Looks like a lot of candy in those wrappers . . . .


----------



## barry richardson (Jul 27, 2014)

Nice! What's the diameter on that box elder?


----------



## DKMD (Jul 27, 2014)

The wood duck strikes again!

Reactions: Like 1 | Funny 1


----------



## davduckman2010 (Jul 27, 2014)

barry richardson said:


> Nice! What's the diameter on that box elder?


 
barry its 24 inches across and over 8 feet long. and kinda ugly don't know whats inside didn't see a lot of red on the end cut but it looks narly all over. rock solid and very heavy


----------



## Foot Patrol (Jul 27, 2014)

Duck I am looking forward to seeing the insides of that box elder. Bet it is going to be really nasty and ugly.

Scott

Reactions: Agree 1


----------



## shadetree_1 (Jul 27, 2014)

Can't wait to see the inside of that puppy! Like Kevin said, going to be some candy in there!

Reactions: Like 1


----------



## ironman123 (Jul 28, 2014)

Be glad to see that Elder in blanks. Good score. It will keep you busy for a little while.

Reactions: Agree 1


----------



## Sprung (Jul 28, 2014)

And Duck adopts another ugly duckling! Looking forward to seeing it cracked open and cut up!

Reactions: Agree 1


----------



## steve bellinger (Jul 28, 2014)

Is it cut yet.

Reactions: Funny 1


----------



## davduckman2010 (Jul 28, 2014)

steve bellinger said:


> Is it cut yet.


 yep I got a pile of pen blanks 9 ft tall and still goin

Reactions: Like 1 | Funny 6


----------



## Sprung (Jul 28, 2014)

davduckman2010 said:


> yep I got a pile of pen blanks 9 ft tall and still goin



If we don't ever hear from Duck again, we know the pile got too tall and collapsed on him.

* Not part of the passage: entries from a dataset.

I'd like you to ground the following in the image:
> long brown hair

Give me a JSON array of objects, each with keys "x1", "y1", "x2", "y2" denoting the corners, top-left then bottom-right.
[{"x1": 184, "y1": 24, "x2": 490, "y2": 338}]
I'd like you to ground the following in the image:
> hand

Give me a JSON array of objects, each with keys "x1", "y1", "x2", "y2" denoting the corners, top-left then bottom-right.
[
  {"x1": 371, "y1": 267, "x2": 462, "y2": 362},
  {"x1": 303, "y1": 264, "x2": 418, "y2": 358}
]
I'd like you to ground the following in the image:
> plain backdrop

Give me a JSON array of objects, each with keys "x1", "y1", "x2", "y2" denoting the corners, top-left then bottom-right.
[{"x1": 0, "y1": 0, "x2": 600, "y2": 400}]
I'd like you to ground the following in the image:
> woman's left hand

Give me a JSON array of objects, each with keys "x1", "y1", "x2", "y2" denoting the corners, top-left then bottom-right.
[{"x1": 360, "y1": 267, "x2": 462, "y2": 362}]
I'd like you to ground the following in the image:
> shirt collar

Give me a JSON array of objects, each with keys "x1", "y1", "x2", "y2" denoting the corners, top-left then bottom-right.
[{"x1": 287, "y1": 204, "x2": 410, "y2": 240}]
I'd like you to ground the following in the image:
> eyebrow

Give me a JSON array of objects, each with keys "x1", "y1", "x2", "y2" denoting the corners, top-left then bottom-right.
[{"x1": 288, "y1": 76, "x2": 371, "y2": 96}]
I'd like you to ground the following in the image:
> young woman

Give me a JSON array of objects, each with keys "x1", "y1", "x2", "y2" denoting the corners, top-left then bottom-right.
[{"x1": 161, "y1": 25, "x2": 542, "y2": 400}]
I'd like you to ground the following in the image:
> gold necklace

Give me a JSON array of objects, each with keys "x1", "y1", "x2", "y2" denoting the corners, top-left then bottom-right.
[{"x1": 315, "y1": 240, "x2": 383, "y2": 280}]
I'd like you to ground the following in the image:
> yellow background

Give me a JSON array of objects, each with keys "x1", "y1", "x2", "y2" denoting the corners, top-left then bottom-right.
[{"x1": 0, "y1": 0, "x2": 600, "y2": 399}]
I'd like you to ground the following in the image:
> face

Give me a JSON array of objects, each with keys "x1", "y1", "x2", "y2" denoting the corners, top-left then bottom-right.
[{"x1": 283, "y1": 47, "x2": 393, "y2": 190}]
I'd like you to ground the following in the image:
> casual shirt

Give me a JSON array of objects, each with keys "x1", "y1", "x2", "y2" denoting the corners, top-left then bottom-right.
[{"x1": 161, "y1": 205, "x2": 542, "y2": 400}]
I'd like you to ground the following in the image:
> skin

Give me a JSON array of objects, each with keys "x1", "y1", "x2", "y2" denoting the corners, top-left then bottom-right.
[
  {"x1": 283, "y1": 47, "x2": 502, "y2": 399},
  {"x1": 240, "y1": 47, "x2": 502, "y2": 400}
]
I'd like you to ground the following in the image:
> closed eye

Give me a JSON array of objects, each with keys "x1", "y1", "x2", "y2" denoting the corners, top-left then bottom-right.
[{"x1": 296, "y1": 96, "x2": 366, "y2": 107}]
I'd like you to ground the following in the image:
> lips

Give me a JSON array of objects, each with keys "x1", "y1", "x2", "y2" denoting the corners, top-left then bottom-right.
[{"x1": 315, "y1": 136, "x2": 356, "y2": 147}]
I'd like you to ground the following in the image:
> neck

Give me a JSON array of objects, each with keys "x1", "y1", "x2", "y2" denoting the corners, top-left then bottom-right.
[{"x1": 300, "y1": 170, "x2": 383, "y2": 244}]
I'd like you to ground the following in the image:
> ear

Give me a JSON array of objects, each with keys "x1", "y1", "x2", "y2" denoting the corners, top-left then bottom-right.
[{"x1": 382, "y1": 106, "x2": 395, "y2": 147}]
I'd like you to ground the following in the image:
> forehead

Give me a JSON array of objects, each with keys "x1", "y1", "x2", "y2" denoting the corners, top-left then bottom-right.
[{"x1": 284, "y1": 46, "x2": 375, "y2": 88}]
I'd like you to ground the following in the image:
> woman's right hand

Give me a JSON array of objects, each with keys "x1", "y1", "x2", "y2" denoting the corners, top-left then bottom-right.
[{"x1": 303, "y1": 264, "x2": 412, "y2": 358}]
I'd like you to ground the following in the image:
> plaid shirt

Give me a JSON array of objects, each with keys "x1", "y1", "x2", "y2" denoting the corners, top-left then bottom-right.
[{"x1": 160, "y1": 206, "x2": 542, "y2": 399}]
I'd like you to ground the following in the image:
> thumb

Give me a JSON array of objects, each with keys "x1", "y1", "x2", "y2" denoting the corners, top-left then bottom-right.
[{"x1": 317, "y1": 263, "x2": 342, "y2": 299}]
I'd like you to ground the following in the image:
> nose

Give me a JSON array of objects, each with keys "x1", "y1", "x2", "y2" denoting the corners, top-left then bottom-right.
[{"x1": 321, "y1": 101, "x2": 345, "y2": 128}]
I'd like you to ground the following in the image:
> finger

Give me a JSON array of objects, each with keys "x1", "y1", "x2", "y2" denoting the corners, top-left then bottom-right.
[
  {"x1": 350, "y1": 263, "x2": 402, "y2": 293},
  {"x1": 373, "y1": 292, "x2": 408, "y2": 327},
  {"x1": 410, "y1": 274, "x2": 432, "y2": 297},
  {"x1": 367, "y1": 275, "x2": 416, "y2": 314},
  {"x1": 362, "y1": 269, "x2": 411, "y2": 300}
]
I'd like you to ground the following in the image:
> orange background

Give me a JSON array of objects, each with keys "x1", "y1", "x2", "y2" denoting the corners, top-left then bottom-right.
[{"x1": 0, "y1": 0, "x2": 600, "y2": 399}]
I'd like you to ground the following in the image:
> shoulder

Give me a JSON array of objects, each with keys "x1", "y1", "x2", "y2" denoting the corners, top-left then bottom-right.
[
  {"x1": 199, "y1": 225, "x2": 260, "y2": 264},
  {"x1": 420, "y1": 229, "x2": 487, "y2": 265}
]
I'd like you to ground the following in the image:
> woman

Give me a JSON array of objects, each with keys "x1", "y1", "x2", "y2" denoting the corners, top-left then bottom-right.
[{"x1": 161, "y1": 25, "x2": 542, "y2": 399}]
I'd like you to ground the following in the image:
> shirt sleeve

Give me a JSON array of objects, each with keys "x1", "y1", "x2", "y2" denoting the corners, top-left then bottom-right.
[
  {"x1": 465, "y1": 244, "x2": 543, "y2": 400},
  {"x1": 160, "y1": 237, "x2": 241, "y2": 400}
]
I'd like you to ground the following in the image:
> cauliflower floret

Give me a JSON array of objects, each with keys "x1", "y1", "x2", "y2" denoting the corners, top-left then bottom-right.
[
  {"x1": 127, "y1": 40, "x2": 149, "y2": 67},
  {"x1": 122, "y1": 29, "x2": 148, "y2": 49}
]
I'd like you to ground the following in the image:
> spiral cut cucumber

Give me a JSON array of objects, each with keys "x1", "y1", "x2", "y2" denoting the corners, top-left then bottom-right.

Don't let that happen, Duck!

Reactions: Funny 1


----------



## shadetree_1 (Jul 29, 2014)

Pictures Duck! Pictures!

Reactions: Agree 2


----------



## davduckman2010 (Jul 29, 2014)

shadetree_1 said:


> Pictures Duck! Pictures!


 just kidding joe still one big ugly blob the mill comeing over here when he gets done with another job


----------



## ironman123 (Jul 29, 2014)

9 feet tall pen blanks, wow I would like to see the refill for that and the drill bit.

Reactions: Funny 1


----------



## APBcustoms (Aug 24, 2014)

Any update on how she looks


----------



## ripjack13 (Aug 24, 2014)

Oh man....i love that 3rd pic duck..it is going to be a great mess o perty inside. I just knowd it...

Reactions: Agree 1


----------